Looking around frantically, I saw that the nearest shelter was a small wooden hut, used as a resting place for visitors to the Heath, halfway down the hill. Holmes offered no resistance and limply slumped back onto the ground, and I remembered the strange paralysis that had come over him at sunrise the morning before, so I made to hook my arms under his legs and lift him up. Abruptly, he shrieked and thrashed; there was the smell of burnt flesh so familiar to me from the battlefield, and I could not hold him for his struggling. The sun was burning every inch of his white skin that was exposed; the pain must be excruciating, overcoming even that supernatural daytime torpor, at least for the moment.

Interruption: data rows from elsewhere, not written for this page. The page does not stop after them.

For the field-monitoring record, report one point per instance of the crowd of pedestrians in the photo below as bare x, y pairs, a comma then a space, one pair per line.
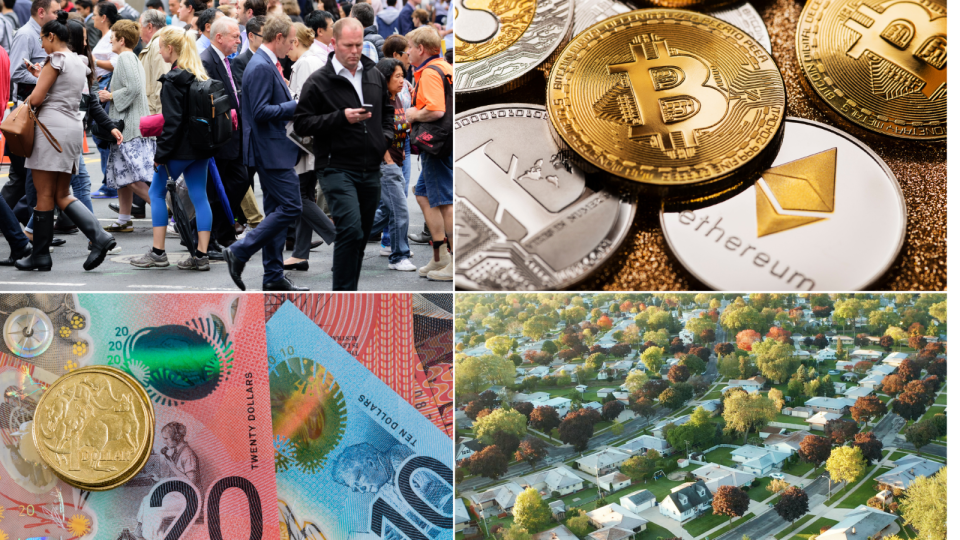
326, 102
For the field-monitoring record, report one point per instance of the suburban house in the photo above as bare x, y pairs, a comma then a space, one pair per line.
658, 428
615, 522
556, 533
895, 359
467, 448
759, 461
750, 386
861, 523
614, 481
687, 502
602, 462
561, 404
638, 501
559, 479
460, 515
715, 475
499, 499
908, 469
643, 443
833, 405
819, 420
788, 442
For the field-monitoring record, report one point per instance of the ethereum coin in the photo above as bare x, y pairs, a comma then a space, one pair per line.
665, 98
828, 215
526, 219
94, 427
501, 43
880, 66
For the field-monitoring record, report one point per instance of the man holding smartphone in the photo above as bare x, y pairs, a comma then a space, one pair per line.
345, 107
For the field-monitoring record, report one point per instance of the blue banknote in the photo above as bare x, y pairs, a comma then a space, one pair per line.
354, 460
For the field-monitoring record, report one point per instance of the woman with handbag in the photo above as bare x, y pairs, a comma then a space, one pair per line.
130, 165
57, 149
175, 155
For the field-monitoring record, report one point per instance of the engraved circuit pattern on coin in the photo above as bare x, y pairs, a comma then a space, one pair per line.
879, 65
94, 427
526, 219
488, 65
665, 97
742, 15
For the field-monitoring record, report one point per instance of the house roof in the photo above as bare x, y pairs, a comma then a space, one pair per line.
614, 478
460, 514
908, 469
603, 458
639, 497
821, 418
861, 523
556, 533
691, 496
614, 515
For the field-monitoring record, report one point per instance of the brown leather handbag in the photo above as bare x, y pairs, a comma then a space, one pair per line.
18, 130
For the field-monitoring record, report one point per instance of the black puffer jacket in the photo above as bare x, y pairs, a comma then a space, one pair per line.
172, 142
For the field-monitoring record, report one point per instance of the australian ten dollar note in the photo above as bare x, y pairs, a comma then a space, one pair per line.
210, 474
354, 460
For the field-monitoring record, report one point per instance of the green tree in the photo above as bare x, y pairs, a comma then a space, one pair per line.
653, 359
846, 464
530, 511
508, 421
924, 506
744, 413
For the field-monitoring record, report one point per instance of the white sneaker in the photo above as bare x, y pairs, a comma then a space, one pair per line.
404, 266
444, 274
436, 265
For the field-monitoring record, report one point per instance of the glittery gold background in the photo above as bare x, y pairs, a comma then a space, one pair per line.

He made it to his feet by what looked like sheer accident, holding my coat closed before his face with hands that were rapidly reddening and blackening, and he stumbled away from the sunlight, towards the western slope of the hill. I put one of my arms around his shoulders and steered him towards the hut, his muffled cries in my ears, and terribly conscious of the fact that his movements were slowing and growing clumsy.

"Keep going!" I shouted. "There's shelter a hundred yards from here."

"I can't!" he wailed, but he kept putting one foot in front of the other, jerkily, his steps a precarious balance of stumbling and barely catching himself from falling, worlds removed from his normal economic sprinter's pace.

"You must! Use your mind, Holmes! You've made it this far. The sun is up, and you are still moving! Keep it up!" Thus encouraging him as best I could, I dragged and steered him downhill.

Maybe twenty yards still separated us from the hut when he fell and lay unmoving for a moment, his hands completely blackened now, the fingers reduced to thin, scorched claws that looked as though they would break off if any weight were put upon them. The coat had fallen away from his face, and before I hastily replaced it, I saw that the skin of his cheeks and neck were badly blistered from even this short exposure.

Those twenty yards to shelter, at that time, might as well have been twenty miles. But some instinct for survival seemed to have taken hold of Holmes now, for he managed to regain his feet, by what superhuman effort I know not, and stumbled, with my aid, the remaining distance, and finally, blessed cool shadow surrounded both of us.

We collapsed inside the hut, and I had barely removed the coat from Holmes' head in order to assess the damage, when his burnt hands grabbed me and pulled me towards him, desperate strength guiding my head towards his, angling and exposing my throat.

I might have fought him off, weakened and injured as he was, but I yielded to the desperation I could hear in the one groan he that escaped him before his fangs penetrated my skin, and then it was too late. There was again that intense pleasure I remembered so well from last time. I gladly and willingly abandoned myself to it until the walls of the hut surrounding us seemed to waver and recede, and finally faded away.